It would be nice to be able to manage a big ecosystem of projects with peru. We'd probably build on the existing overrides feature to do it. One idea we had was generating a peru.yaml file (not version controlled) that refers to your project repository as an overridden remote module. We might recursive peru to make this work.

refactor test code

The test harness is kind of a mess. In particular, the plugin tests have some inflexible scaffolding that doesn't work well for anything but distributed VCS plugins like git and hg. Until this is done, it may be difficult and hacky to test plugins like svn.

Should the cache directory live in $HOME by default?

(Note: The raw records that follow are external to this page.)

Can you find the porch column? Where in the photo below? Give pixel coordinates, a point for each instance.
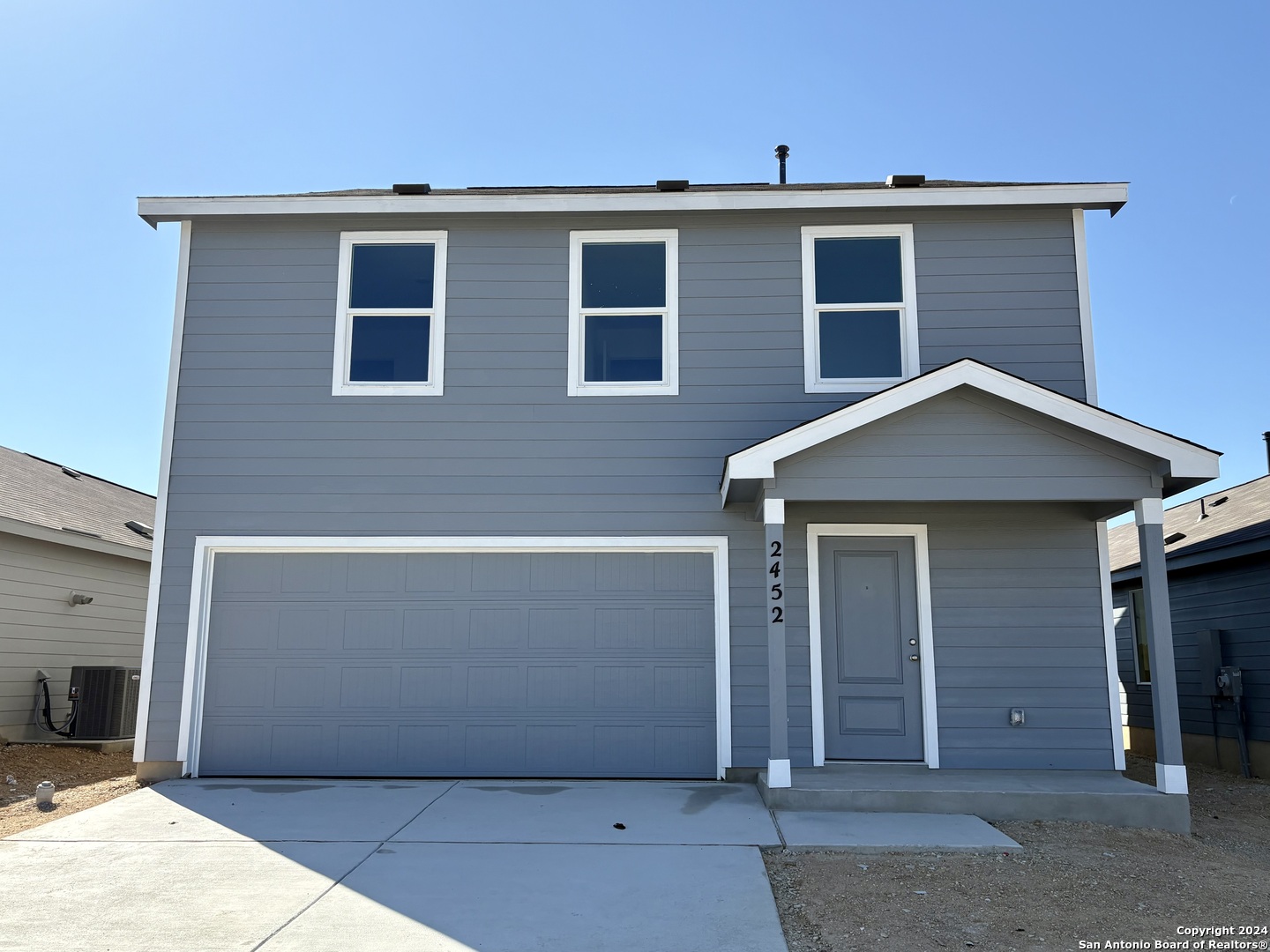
(1169, 770)
(773, 598)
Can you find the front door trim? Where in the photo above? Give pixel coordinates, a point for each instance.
(925, 626)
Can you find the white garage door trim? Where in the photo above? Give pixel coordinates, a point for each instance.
(207, 547)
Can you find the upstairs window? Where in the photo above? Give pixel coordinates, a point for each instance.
(390, 320)
(859, 308)
(624, 316)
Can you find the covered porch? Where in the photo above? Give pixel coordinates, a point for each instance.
(1094, 796)
(938, 599)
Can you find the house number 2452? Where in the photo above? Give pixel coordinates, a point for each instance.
(773, 569)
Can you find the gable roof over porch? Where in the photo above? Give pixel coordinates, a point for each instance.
(968, 430)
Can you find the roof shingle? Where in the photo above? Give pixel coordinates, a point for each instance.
(42, 493)
(1221, 518)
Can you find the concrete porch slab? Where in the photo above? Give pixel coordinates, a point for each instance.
(892, 833)
(510, 897)
(651, 813)
(366, 811)
(1093, 796)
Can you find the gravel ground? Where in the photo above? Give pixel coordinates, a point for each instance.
(83, 778)
(1076, 881)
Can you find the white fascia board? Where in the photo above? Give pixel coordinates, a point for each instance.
(1110, 195)
(16, 527)
(1185, 460)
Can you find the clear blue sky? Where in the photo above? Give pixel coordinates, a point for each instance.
(104, 101)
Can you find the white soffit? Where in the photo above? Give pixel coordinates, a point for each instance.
(758, 462)
(1109, 196)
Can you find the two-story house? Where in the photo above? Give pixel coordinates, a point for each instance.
(655, 481)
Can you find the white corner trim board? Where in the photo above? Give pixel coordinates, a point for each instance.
(1185, 460)
(1109, 646)
(207, 547)
(1171, 778)
(779, 775)
(925, 628)
(1082, 294)
(1106, 195)
(1149, 512)
(169, 421)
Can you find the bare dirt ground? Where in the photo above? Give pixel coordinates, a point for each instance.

As I'm writing the README, I find myself telling new users to set the $PERU_CACHE variable to avoid recloning things after they clean. When new users need to configure some random setting, that's usually a sign that the default is bad. Should we be storing the cache in a centralized spot by default?

Pros:

  • This is what Maven and Ivy do.
  • This makes the fastest setup the default for new users.
  • Different projects with the same dependencies would share their networking and disk space by default.

Cons:

  • This is what Maven and Ivy do.
  • This is not what git does by default, even though it can be configured to.
  • This default might be bad for complicated disk setups.
    • Say your build machine uses an NFS mount for /home, and uses /var/local or something for the actual local disk. You might want to do all your clones and builds in /var/local for speed, but behind the scenes peru is doing big git operations over the network in /home.
  • This can be confusing for modules without an explicit rev.
    • If two projects use the same dependency, the rev that one of them is getting will be affected by the other. A "new" dependency could be very stale because the other caller cached it in the past. We will probably also have a --skipcache flag or something in the future to force plugin fetches, and doing that would update the cache for all callers.
    • Similar problem for nondeterministic build commands.
  • This is a band-aid for our slow, serial plugin fetching. We should make it faster instead.
  • When we start actually using locks for our cache writes, this default could create more lock contention and stale lock issues.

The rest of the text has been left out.